Despite the widespread disruption caused by the pandemic, surveys have shown that, when people were able to access the care they needed, they were often positive about that care.
Flexibility to Respond to the Pandemic
After the initial prioritisation of urgent care, there was a gradual push to bring systems back in line with pre-pandemic levels. Of the NHS acute areas we examined (cancer, cardiovascular, A&E, and mental health services), cancer services have achieved the best response and recovery.
The NHS was able to expand its critical care capacity to respond to the needs of the patient population at a time of crisis, although it put extra pressure on staff and other types of care and treatment.
We have serious concerns about ambulance handover delays at hospitals, which puts the safety of patients at risk.

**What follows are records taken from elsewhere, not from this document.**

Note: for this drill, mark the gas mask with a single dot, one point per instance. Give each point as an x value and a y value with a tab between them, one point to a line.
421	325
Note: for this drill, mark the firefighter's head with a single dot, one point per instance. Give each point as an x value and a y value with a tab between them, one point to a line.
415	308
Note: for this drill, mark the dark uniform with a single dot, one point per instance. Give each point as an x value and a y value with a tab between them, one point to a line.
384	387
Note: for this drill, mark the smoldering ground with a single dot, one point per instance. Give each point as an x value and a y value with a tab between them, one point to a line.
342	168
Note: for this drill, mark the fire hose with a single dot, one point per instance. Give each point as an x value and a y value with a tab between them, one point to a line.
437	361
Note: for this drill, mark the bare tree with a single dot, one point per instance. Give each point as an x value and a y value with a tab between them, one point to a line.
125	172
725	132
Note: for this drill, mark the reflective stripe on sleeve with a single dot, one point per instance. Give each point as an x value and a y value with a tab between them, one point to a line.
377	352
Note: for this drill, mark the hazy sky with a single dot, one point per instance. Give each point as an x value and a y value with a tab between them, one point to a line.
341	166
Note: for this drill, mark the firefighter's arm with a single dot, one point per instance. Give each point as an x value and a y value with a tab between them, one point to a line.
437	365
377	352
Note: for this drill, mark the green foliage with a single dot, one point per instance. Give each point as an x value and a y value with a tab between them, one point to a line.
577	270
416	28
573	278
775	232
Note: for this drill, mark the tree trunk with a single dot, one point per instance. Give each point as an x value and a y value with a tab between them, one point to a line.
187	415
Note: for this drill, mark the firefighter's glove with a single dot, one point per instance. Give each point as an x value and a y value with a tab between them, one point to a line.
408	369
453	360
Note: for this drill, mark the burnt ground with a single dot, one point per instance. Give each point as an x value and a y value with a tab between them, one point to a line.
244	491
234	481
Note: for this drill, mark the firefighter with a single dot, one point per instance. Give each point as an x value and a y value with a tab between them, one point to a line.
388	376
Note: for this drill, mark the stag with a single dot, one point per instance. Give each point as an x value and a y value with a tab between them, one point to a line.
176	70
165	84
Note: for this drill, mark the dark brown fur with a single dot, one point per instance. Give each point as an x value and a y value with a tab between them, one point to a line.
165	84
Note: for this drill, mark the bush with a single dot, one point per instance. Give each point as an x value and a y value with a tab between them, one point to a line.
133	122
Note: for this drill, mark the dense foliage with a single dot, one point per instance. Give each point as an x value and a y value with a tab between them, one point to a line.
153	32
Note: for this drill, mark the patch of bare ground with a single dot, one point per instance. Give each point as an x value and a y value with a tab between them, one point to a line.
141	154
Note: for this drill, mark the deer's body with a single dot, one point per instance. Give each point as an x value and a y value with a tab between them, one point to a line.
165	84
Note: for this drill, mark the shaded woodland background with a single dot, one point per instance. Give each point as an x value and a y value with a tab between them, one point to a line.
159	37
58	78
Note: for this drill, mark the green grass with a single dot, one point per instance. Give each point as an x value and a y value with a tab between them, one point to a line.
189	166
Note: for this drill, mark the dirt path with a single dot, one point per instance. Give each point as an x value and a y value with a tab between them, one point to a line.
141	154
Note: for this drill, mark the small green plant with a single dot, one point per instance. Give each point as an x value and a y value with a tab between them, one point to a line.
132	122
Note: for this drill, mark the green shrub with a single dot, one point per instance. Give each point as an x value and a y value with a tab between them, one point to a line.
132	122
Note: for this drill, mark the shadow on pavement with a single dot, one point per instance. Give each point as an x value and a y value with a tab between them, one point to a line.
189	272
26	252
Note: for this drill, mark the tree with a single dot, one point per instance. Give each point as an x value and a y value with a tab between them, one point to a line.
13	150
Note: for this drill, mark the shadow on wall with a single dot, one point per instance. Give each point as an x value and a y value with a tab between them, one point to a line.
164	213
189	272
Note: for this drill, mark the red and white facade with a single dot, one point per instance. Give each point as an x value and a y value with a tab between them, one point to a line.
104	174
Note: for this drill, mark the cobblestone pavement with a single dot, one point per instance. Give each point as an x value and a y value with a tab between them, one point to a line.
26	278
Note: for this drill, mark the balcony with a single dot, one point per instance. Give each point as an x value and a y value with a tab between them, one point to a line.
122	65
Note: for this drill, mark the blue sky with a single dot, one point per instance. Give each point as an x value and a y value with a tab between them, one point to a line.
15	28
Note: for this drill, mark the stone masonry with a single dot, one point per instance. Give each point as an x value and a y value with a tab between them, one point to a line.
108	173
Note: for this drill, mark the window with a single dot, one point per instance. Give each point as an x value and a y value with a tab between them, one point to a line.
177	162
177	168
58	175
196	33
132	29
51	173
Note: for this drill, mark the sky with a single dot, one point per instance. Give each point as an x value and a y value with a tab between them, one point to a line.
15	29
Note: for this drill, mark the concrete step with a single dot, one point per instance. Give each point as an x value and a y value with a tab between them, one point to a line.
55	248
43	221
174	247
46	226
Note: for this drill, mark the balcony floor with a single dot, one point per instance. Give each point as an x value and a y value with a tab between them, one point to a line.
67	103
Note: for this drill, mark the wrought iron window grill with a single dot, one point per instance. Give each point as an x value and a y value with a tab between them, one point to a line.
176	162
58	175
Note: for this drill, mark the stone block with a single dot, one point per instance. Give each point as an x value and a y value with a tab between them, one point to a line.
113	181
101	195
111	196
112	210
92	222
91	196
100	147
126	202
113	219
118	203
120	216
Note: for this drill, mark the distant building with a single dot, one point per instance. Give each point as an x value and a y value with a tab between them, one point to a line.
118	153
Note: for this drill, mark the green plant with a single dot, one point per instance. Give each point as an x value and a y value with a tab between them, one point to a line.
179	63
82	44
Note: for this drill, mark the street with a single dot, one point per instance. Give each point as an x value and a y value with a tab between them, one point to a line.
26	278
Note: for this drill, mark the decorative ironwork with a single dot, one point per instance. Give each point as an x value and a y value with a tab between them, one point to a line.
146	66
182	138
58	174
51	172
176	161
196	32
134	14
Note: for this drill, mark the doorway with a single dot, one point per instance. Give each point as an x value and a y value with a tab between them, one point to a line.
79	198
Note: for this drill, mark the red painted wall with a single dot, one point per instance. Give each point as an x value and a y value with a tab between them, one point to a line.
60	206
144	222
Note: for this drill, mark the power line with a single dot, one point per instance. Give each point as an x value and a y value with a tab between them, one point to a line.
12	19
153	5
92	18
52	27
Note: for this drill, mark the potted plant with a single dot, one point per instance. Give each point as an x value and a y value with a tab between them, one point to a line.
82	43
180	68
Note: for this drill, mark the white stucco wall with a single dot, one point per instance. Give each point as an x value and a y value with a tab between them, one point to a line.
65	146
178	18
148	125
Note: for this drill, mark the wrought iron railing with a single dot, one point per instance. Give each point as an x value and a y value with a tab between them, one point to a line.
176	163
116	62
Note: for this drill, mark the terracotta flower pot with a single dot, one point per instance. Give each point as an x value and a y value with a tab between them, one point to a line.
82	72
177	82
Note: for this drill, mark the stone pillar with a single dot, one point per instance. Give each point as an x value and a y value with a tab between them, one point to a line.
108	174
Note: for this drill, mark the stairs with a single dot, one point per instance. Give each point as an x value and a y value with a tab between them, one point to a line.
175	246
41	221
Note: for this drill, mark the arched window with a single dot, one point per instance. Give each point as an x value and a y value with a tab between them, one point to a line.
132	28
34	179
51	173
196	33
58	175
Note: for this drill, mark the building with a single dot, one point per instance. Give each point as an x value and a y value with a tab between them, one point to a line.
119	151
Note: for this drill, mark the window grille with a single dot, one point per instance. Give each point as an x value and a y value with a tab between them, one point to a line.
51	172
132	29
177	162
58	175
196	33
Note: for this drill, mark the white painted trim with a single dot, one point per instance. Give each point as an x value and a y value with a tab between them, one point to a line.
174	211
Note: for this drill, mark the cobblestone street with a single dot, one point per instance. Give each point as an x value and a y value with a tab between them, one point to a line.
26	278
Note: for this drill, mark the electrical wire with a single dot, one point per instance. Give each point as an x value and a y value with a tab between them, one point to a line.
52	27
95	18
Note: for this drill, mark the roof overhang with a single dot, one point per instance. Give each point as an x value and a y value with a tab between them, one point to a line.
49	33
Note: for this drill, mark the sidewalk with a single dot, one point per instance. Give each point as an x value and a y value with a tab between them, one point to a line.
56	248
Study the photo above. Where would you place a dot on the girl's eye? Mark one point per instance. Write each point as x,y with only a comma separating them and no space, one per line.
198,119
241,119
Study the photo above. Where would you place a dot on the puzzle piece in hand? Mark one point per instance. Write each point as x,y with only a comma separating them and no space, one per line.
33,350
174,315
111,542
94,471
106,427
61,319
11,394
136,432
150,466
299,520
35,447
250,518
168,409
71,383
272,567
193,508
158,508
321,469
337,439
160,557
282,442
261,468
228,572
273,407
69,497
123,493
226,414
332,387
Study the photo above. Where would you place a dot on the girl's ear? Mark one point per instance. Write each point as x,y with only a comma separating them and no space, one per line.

The ‘discharge to assess’ model for managing transfers of care has helped to support services in both health and social care. It has been a good step towards helping people after they leave hospital, although there needs to be greater consistency in how it is implemented.
The vital role of adult social care was made clear during the pandemic, but urgent action is needed to tackle staffing issues and the increased pressures and stresses caused by staff shortages.
GP practices had to rapidly move to a more remote model of care in the pandemic – this was welcomed by many people needing GP care, but it did not benefit everyone and some struggled to get the appointments they wanted.
Access to NHS dental care was an issue since before COVID-19, and there are clear signs that this has been compounded by the pandemic.